Her voice is that of the liberal woman. She speaks of how Mumbai's women have more mobility and claim to open spaces than any other woman in India. She talks of friend Aditya Thackeray's ban on single-use plastic. It's what the city needed post 26/7. How, his proposed extended nightlife for Mumbai will not just make the city safer, but create greater employment.

Asked if she's been appraised of this data in the last one week, she laughs, but says no. She's done her own research and it's taken a while. So, then does the Sena need her to talk about the good work they are doing and bring an erudite voice to their narrative?

That call, she says, is left to the party. There have been no deals, "I have come with an open mind."

Chaturvedi used to be at loggerheads with Sena in certain spheres. And, ideology, she says, doesn't change overnight. "It's not that if I was with Congress, I agreed with them 100 per cent. That's not true here either. In fact, both Uddhavji and Aditya have said there's no need to delete any of the tweets where I have attacked them."

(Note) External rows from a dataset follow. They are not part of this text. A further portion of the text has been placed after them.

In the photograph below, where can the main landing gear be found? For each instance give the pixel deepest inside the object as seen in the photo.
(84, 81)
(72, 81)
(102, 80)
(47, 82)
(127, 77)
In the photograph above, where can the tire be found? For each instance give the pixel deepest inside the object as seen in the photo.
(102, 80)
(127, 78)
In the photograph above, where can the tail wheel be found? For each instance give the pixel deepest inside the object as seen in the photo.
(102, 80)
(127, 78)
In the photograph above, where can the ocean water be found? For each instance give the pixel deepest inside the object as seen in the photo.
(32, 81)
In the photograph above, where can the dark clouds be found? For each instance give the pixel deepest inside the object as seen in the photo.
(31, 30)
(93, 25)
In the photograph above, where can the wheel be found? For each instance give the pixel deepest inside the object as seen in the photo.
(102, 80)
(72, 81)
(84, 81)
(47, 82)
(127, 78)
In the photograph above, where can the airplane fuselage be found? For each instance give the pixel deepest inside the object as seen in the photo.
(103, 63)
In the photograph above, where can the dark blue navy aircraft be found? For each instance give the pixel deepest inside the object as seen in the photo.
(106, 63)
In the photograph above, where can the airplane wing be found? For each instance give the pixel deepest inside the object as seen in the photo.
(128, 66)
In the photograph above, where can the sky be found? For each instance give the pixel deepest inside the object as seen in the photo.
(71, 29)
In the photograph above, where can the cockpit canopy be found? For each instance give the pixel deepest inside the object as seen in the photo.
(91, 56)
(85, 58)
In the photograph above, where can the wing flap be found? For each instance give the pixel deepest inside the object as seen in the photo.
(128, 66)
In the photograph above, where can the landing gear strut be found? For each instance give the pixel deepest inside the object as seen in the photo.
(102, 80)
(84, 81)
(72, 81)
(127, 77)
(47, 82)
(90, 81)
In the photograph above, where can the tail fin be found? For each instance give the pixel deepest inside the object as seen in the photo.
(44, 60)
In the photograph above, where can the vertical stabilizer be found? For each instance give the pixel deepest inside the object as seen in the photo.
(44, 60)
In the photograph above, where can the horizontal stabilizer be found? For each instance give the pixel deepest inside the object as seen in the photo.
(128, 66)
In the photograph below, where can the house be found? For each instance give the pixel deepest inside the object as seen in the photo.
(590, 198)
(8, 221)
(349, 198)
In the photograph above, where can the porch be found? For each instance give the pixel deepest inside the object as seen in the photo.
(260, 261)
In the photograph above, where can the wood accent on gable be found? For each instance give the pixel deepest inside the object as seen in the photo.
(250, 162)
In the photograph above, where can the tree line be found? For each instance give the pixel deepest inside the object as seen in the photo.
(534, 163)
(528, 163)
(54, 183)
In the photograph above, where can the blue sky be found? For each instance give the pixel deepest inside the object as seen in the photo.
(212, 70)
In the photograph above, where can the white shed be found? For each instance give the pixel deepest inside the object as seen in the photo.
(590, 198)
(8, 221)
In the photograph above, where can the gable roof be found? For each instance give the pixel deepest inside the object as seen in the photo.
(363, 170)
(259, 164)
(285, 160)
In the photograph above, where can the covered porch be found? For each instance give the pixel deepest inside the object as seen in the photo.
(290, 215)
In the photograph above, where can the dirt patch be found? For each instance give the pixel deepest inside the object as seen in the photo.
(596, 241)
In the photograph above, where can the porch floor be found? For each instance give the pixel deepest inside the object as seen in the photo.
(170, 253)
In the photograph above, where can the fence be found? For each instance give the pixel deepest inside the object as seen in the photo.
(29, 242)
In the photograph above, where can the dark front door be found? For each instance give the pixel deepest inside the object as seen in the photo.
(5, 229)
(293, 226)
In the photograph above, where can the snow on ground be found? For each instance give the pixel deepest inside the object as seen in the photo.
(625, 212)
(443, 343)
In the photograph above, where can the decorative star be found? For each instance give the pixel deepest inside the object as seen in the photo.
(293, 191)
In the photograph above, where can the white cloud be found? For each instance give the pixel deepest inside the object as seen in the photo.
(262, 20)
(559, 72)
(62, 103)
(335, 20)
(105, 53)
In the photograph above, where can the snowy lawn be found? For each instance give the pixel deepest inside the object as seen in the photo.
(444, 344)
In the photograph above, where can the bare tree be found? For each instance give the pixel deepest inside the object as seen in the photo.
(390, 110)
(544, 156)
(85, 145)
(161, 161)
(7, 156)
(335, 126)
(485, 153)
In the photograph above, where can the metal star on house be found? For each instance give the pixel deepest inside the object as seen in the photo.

She is an avid reader. As a kid, she says, she'd stay up till 3 am with a book, only to wake up at 6 am to head to school. On the go, she'd read at the airport, on flights, any time she'd get. How then does she reconcile with the Sena and Aditya, whose first political move was to ban Rohinton Mistry's Such a Long Journey when he debuted in 2010, for its criticism of Sena founder Bal Thackeray?

It's about second chances, she argues. "Aditya from then on has carved a niche in various areas of governance. In a political journey, you can look back and move on." She deflects, pointing at the MNS and the Nayantara Sahgal incident. She says even the Congress has had a history of bans. "It would be wrong of me to judge Aditya on the debut instance and totally overlook the good work he has done."

Her day has become easier, for now at least. Just recently, she went with her daughter to watch Kalank. "It's a Kalank on Bollywood," she laughs, adding that she wanted to leave mid-way, but had to stay, because the daughter was enjoying it. Instead, she spent her time, writing a column for a weekly magazine. The evening that we meet her, she's set for a rally in Worli.

But, if you think Chaturvedi will work on her offline presence and lose her online touch, she comes back with, "I have created that space for myself and I will not allow anyone to take it away from me. Judge me, malign me, do what you want. I shall cede no space."